Собачка нажата — раз! Борзятников боднул головой, кувырнулся. Дикий крик Усачева. Собачка нажата. Усачев на бегу с размаху пластом. Визг Наденьки.

— Скажите Протасову… — звенит похожий на стон выкрик Кэтти: — Скажите, что я…

Собачка нажата. Висок прострелен смертельно. Кэтти падает на спину. Большие глаза ее мокры, они широко распахнуты в небо. В небе безмолвие. Зубы блестят удивленной улыбкой. Руки раскинуты. Чрез мгновенье белые пальцы, вонзаясь в землю, загребают полные горсти хвои. Судорога, вздрог всего тела. Посвистывает бурундучок вдали. Голова Кэтти склоняется вправо к земле. Из виска на хвою тихонько струится кровь. Улыбки нет. Страшный оскал зубов. На мучительный взор натекает беспамятство.

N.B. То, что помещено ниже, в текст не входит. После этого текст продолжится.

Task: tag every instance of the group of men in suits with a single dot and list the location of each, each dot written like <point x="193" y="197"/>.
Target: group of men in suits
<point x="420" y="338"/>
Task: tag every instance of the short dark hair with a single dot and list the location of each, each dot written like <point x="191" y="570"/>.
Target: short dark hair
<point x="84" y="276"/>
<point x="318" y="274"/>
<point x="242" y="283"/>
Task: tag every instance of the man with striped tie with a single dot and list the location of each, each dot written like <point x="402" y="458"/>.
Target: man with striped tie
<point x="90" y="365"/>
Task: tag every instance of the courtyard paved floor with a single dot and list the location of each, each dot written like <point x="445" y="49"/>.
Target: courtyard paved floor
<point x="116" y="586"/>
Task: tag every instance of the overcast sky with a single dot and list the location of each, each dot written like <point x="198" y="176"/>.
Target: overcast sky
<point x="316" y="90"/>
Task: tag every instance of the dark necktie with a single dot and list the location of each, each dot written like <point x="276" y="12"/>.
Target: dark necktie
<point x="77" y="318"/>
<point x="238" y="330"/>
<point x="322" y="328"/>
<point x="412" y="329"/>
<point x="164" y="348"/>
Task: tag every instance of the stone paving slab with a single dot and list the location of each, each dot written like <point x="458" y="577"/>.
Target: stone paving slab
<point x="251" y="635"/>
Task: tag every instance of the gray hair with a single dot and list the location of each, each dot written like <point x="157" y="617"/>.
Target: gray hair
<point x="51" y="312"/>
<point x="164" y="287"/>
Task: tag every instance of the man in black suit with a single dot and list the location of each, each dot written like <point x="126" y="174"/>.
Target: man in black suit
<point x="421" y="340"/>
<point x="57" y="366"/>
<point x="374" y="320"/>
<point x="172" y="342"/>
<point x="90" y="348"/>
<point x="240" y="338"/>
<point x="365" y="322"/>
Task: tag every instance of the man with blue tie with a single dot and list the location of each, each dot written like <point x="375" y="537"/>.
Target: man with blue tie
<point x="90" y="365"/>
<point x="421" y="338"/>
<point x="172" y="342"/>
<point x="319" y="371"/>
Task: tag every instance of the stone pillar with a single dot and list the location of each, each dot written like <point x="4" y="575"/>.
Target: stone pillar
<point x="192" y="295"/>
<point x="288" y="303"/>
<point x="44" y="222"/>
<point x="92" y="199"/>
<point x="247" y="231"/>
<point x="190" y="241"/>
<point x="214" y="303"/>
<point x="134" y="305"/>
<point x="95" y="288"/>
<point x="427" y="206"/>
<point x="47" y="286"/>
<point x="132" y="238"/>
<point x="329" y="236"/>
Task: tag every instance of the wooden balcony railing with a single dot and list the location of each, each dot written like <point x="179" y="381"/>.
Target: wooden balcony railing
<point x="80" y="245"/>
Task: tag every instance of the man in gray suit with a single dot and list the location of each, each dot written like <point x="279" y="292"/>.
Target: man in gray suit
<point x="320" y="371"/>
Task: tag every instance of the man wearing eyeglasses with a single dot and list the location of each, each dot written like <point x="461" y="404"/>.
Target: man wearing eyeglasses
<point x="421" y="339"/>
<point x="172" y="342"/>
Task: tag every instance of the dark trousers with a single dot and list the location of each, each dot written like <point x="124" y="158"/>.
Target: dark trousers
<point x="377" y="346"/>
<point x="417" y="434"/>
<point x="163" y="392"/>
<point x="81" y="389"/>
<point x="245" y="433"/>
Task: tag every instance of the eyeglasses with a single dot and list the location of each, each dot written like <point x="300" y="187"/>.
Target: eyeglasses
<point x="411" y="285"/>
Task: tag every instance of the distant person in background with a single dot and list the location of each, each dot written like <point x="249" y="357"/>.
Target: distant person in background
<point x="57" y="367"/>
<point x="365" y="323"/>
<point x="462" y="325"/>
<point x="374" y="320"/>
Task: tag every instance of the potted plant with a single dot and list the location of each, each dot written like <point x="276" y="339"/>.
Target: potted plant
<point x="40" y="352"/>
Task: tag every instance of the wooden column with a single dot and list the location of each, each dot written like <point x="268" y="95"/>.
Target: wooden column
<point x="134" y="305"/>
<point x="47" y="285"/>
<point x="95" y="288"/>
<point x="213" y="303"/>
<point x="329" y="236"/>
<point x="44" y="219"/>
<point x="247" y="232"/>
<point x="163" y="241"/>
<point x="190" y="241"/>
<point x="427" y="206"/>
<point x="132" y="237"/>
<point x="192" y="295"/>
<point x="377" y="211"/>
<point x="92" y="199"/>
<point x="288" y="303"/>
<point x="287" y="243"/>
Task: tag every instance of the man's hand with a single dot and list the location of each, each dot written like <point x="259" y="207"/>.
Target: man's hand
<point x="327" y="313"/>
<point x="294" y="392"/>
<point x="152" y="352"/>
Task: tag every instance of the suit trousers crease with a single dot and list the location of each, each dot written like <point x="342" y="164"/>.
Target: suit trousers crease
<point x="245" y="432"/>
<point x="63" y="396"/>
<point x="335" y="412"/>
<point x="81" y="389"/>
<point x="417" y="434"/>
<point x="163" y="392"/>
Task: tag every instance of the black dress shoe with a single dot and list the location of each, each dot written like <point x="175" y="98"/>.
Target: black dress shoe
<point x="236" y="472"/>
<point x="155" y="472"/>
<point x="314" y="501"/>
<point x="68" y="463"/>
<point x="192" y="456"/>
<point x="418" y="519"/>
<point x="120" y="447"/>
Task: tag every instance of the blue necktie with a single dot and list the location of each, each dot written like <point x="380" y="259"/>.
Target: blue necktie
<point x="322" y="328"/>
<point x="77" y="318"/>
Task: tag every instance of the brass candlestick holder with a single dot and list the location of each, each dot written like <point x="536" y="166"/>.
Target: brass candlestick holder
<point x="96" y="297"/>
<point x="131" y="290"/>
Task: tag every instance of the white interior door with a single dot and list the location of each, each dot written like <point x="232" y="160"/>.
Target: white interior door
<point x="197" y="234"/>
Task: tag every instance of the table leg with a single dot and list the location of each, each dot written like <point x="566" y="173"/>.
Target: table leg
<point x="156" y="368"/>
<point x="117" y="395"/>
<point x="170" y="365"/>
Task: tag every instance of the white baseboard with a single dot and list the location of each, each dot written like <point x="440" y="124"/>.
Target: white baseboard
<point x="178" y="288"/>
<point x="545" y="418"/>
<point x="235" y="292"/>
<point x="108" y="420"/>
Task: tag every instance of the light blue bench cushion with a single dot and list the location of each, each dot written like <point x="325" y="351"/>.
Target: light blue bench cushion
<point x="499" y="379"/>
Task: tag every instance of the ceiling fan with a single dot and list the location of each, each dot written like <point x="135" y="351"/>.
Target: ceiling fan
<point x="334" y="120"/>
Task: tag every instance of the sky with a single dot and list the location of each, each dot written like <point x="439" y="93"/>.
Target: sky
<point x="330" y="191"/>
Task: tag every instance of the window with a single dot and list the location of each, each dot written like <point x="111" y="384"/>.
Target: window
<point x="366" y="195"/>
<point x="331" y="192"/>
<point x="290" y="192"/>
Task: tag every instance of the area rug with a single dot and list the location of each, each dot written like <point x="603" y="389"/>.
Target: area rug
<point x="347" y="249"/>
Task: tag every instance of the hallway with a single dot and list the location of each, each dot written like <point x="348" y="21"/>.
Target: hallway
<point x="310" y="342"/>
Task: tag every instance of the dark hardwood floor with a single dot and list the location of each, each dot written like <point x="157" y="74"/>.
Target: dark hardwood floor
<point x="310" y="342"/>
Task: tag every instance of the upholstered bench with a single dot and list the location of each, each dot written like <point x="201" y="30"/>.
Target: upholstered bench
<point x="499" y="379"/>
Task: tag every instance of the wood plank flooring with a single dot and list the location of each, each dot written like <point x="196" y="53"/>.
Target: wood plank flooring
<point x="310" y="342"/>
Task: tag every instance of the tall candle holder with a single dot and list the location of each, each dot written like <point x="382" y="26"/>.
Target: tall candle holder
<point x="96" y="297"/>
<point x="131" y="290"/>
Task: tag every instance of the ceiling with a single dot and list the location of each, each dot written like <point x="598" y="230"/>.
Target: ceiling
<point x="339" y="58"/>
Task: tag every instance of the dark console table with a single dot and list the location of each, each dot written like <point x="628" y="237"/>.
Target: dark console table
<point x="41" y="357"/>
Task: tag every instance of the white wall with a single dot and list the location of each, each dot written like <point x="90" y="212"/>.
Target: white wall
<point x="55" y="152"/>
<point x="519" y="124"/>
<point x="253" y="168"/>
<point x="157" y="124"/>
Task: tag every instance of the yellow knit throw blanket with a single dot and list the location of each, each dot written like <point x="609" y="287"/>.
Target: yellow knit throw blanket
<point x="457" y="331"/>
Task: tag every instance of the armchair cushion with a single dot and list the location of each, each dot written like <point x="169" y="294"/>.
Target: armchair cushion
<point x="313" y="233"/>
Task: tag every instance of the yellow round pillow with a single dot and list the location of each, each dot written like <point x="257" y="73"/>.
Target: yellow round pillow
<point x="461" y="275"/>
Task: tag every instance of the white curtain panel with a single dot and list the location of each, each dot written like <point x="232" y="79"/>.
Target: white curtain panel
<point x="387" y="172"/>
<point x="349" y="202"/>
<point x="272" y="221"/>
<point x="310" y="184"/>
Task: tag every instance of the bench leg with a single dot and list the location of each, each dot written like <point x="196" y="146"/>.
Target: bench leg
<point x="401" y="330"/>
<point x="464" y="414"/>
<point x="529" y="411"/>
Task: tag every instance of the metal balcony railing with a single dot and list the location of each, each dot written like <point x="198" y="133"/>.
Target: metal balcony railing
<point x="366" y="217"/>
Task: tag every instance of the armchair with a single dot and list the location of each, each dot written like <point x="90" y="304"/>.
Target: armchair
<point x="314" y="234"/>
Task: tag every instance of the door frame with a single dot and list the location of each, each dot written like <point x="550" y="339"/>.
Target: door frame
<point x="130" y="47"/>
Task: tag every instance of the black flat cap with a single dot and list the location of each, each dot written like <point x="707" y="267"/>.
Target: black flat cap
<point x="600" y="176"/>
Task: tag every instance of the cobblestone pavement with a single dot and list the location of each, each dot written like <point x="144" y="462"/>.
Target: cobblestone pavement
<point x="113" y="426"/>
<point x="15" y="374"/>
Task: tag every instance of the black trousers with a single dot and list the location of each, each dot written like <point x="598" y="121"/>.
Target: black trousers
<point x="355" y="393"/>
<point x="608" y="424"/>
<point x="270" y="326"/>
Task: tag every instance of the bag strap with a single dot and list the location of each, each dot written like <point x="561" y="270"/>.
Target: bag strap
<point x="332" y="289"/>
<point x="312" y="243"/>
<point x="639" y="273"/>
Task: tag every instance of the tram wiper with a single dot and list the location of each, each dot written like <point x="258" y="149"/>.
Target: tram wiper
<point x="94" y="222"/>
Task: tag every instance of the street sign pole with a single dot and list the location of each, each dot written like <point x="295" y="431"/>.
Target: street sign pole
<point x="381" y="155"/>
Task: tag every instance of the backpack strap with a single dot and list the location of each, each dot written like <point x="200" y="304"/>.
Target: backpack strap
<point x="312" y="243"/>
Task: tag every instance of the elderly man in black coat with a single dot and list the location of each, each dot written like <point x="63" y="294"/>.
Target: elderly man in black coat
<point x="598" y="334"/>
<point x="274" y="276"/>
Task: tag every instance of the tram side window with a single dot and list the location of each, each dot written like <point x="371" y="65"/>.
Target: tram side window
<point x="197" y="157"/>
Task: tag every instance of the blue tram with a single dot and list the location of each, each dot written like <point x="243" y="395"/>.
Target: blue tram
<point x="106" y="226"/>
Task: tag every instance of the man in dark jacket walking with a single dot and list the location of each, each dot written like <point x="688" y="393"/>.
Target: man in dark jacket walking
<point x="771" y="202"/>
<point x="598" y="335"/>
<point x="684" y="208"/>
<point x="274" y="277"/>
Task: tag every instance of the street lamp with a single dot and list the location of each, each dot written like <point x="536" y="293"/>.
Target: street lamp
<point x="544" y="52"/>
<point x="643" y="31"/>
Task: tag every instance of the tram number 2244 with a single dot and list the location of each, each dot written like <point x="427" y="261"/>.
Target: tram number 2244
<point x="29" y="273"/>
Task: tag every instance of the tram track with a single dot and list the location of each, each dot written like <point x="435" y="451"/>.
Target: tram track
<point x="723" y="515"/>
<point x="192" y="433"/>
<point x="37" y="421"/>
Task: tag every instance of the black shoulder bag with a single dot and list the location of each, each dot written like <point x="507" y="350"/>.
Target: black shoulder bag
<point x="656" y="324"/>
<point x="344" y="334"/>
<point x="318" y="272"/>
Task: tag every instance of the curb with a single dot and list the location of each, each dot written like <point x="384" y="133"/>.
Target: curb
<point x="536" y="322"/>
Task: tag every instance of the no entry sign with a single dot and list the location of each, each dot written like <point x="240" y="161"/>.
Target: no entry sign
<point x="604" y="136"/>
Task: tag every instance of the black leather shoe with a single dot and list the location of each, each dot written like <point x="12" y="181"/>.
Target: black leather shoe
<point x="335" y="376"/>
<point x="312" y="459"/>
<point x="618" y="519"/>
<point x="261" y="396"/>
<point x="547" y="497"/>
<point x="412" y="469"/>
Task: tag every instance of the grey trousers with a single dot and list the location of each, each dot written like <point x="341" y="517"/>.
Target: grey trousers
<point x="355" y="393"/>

— Вот… Догулялись… — силится встать на колени вислобрюхий офицер Усачев, каратель. И падает. На столе Кэтти заказное письмо.

«Дорогая дочурка, — писал отец, полковой командир. — Спешу тебя порадовать. С 15 августа я получаю двухмесячный отпуск. Собирайся сюда, поедем вместе на Кавказ и в Крым. Ежели выдадут вперед за треть жалованье — можно махнуть за границу. Ты ликвидируй там все окончательно…» и т. д.